Baseline Accuracy: 0.5.

# Full model with LLM embeddings

model_full = LGBMClassifier(random_state=42)

model_full.fit(X_train_full, y_train)

pred_full = model_full.predict(X_test_full)

acc_full = accuracy_score(y_test, pred_full)

print(“With Embeddings Accuracy:”, acc_full)

Full Model Accuracy: 0.5047619047619047.

Verdict: Can LLMs Improve Time Series Forecasting?

Interestingly, the full model’s accuracy is only marginally higher than the baseline — effectively identical in practical terms. The results are therefore inconclusive. You may also experiment with slightly adjusting the threshold date (January 1, 2014) used to split the dataset into training and test sets and observe how sensitive the results can be. In some cases, performance differences may become even more volatile.

This naturally leads us to a nuanced answer to the question posed at the beginning of the article.

Can LLM embeddings improve time series forecasting?

The answer, perhaps unsurprisingly, is: it depends. While LLM embeddings integrated through feature engineering — sometimes referred to as LLM-based time series forecasting — can be promising in specific contexts, they are far from a universal replacement for traditional forecasting approaches based purely on temporal features.

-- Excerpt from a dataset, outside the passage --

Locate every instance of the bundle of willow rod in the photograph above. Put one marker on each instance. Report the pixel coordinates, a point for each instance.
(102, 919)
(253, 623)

Some recent studies suggest that although LLMs can improve performance in particularly data-scarce or text-rich scenarios, they often add limited value — and may even underperform — in environments characterized by high-frequency, complex numerical, or highly erratic data. A sensible strategy is to evaluate embedding-augmented forecasting models across multiple experimental settings and time splits, assessing whether improvements over a well-defined baseline are consistent and statistically meaningful.

In short, LLM embeddings may add value in certain forecasting scenarios — but careful experimentation, robust validation, and domain awareness remain essential.